Yüce, eserlerinde tasavvufu işlemeyi de hedeflediğini belirtiyor ve şunları ekliyor: "Tasavvufta ölümün renklerinden ilham aldım. Kırmızı şehveti, beyaz iştahı, yeşil makamı ve şöhreti, siyah ise nefsi ve kibri öldürüp, insanlığın bir parçası olmayı anlatıyor. Şu anda bu konsept üzerinde çalışıyorum. Tasavvuf kültürü, evrensel ahlaki değerleri içeriyor ve ben de bunu tablolarımda işlemeye çalışıyorum."

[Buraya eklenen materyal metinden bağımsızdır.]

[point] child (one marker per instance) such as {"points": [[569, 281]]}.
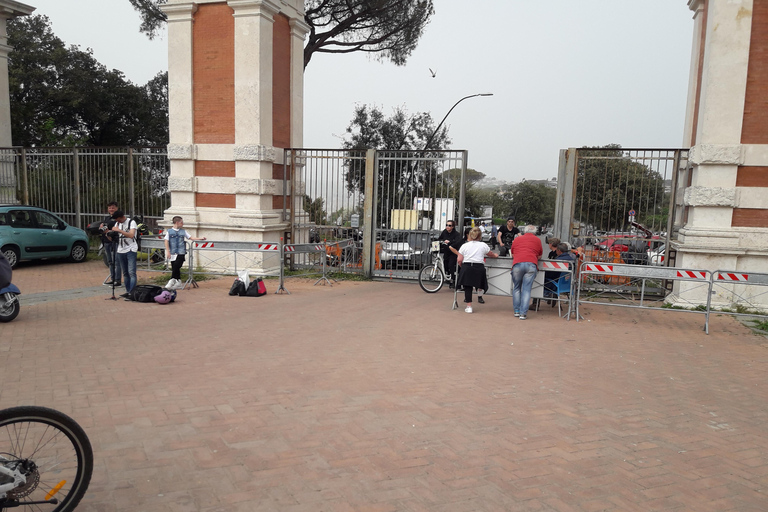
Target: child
{"points": [[176, 251]]}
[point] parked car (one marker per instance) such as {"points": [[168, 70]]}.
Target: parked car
{"points": [[402, 248], [30, 233]]}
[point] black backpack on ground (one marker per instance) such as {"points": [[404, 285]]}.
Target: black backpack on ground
{"points": [[146, 292]]}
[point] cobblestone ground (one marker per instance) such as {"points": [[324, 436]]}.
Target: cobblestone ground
{"points": [[374, 396]]}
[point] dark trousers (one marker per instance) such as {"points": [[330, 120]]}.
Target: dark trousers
{"points": [[114, 265], [450, 262], [176, 266]]}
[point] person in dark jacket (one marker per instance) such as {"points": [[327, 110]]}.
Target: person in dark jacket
{"points": [[448, 237], [109, 243]]}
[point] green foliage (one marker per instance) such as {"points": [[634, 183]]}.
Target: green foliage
{"points": [[62, 96], [760, 325], [609, 184], [533, 203], [400, 179], [389, 29], [314, 209]]}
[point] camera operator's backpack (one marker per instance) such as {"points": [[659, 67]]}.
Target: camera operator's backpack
{"points": [[146, 292]]}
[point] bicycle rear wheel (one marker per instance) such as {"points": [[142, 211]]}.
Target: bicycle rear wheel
{"points": [[53, 454], [431, 278]]}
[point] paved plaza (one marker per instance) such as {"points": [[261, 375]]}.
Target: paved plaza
{"points": [[375, 396]]}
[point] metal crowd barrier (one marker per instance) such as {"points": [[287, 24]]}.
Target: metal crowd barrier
{"points": [[155, 244], [498, 271], [699, 281], [335, 254], [742, 286]]}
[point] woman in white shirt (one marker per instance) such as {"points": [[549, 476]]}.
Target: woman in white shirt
{"points": [[471, 257]]}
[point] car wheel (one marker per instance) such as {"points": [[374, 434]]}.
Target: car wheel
{"points": [[78, 253], [12, 255]]}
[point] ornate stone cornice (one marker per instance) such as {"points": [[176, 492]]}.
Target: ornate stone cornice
{"points": [[709, 196], [254, 153], [299, 28], [182, 152], [716, 154], [179, 12], [180, 184], [264, 8]]}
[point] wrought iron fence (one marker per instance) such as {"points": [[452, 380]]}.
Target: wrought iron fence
{"points": [[77, 183]]}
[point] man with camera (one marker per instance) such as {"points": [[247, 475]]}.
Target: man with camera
{"points": [[126, 249], [109, 241]]}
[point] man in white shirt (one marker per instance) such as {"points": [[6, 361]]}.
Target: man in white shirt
{"points": [[126, 250]]}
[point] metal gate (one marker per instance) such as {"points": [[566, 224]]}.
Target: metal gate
{"points": [[76, 183], [391, 203], [611, 197]]}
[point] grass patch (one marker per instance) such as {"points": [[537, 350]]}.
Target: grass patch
{"points": [[162, 279], [761, 326]]}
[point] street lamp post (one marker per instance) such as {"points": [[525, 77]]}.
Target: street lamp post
{"points": [[426, 146]]}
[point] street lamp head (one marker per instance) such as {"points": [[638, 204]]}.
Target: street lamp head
{"points": [[426, 146]]}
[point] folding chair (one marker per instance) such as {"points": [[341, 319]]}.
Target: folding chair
{"points": [[563, 287]]}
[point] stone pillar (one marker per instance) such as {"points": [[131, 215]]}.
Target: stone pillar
{"points": [[8, 10], [726, 199], [235, 101]]}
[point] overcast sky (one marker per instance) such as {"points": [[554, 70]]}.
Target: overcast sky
{"points": [[563, 73]]}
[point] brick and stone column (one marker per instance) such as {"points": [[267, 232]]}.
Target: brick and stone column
{"points": [[8, 10], [726, 199], [235, 98]]}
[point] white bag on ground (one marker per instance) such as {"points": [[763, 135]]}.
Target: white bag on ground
{"points": [[243, 276]]}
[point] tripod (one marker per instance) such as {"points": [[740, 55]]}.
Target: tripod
{"points": [[113, 269]]}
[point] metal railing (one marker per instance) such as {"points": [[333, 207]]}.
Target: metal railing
{"points": [[77, 183]]}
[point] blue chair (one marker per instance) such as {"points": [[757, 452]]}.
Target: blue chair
{"points": [[563, 287]]}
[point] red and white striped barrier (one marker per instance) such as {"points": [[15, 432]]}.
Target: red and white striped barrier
{"points": [[693, 274], [732, 276], [553, 265], [592, 267]]}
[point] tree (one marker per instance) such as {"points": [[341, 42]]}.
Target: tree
{"points": [[609, 184], [401, 132], [314, 209], [388, 28], [533, 203], [64, 97]]}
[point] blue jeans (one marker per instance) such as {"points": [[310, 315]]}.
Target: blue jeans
{"points": [[523, 275], [114, 266], [127, 262]]}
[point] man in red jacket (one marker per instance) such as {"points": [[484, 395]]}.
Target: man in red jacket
{"points": [[526, 251]]}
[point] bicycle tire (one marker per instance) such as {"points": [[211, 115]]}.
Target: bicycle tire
{"points": [[431, 278], [60, 453]]}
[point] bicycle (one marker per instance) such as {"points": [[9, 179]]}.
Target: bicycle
{"points": [[432, 276], [45, 459]]}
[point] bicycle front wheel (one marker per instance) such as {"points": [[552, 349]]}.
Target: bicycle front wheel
{"points": [[431, 278], [52, 453]]}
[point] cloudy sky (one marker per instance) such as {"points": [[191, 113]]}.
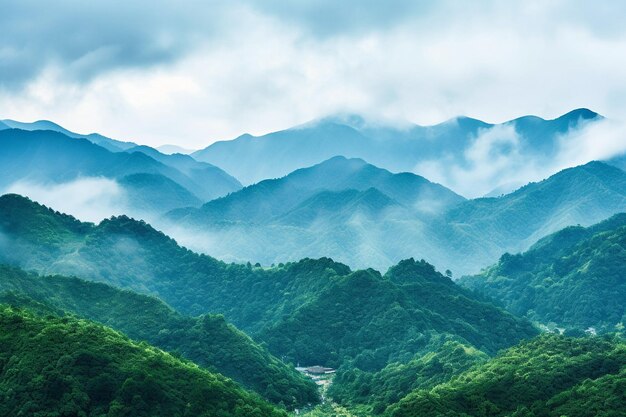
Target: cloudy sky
{"points": [[193, 72]]}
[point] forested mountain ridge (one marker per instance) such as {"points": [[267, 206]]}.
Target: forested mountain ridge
{"points": [[395, 218], [548, 376], [391, 146], [208, 341], [65, 366], [112, 145], [48, 157], [309, 311], [263, 202], [575, 278]]}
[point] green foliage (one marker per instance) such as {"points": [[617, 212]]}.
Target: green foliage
{"points": [[68, 367], [375, 320], [548, 376], [434, 364], [207, 340], [575, 278]]}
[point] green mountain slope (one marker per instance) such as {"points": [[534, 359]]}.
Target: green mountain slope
{"points": [[575, 278], [207, 341], [435, 363], [376, 319], [308, 311], [64, 366], [548, 376]]}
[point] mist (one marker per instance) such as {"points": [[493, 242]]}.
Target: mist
{"points": [[88, 199], [497, 162]]}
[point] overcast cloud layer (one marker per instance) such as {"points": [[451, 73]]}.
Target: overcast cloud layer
{"points": [[164, 72]]}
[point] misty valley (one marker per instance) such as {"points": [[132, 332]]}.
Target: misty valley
{"points": [[314, 271]]}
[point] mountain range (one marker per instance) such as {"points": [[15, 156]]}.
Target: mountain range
{"points": [[409, 341], [366, 216], [398, 148], [574, 278], [152, 181]]}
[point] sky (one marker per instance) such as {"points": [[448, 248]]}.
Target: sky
{"points": [[189, 73]]}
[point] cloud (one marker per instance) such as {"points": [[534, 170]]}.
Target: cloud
{"points": [[88, 199], [497, 162], [159, 72]]}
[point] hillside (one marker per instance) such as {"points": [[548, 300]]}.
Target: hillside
{"points": [[112, 145], [315, 212], [575, 278], [262, 202], [548, 376], [65, 366], [375, 319], [208, 341], [315, 311], [48, 157], [395, 147]]}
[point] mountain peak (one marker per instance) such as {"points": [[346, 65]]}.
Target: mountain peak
{"points": [[581, 113]]}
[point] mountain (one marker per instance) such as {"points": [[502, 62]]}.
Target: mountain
{"points": [[66, 366], [345, 208], [574, 278], [483, 229], [47, 157], [208, 341], [374, 391], [313, 311], [112, 145], [372, 318], [173, 149], [260, 203], [200, 173], [368, 217], [395, 147], [548, 376]]}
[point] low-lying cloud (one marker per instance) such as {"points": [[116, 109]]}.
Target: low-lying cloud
{"points": [[497, 162], [88, 199]]}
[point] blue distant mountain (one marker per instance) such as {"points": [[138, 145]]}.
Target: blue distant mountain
{"points": [[112, 145], [366, 216], [397, 148], [153, 182]]}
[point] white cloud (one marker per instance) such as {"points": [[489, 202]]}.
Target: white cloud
{"points": [[88, 199], [270, 66], [496, 162]]}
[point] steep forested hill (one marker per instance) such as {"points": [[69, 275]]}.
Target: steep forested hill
{"points": [[64, 366], [209, 340], [311, 310], [575, 278], [548, 376]]}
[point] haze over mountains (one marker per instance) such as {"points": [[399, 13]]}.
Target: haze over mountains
{"points": [[347, 208], [405, 339], [457, 144]]}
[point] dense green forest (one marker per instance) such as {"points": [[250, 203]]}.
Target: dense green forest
{"points": [[575, 278], [209, 340], [374, 391], [309, 311], [68, 367], [375, 319], [407, 342], [548, 376]]}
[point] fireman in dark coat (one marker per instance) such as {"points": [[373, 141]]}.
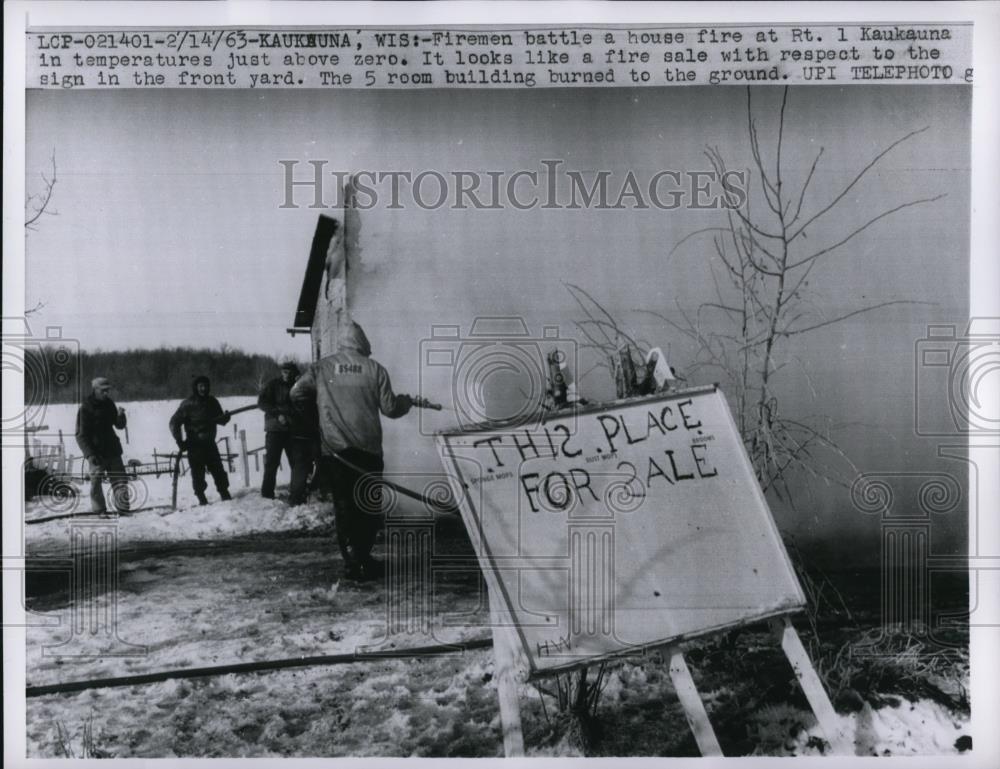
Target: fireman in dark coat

Hiperrealist tarzın zorluklarını da vurgulayan Mustafa Yüce, bu tekniğin fazla kullanılmadığını ifade ediyor: "Çok fazla detay içerdiği için bu tarz uzun zaman alıyor ve çalışmaları muhafaza etmek de oldukça zor. Boyutlarına göre bir tabloyu tamamlamak 3 hafta ile 3 ay arasında sürebiliyor. Her bir çalışmada ışık-gölge teknikleri ve milyonlarca renk tonu kullanarak, izleyiciyi heyecanlandıran bir etki yaratıyorum. Öğrencilerim de bu tekniğe büyük saygı gösteriyor ve renk seçimlerimi örnek alarak eğitimlerinde kullanıyorlar."
Yüce, İzmir İl Milli Eğitim Müdürü Ömer Yahşi'ye de desteklerinden dolayı teşekkür ediyor.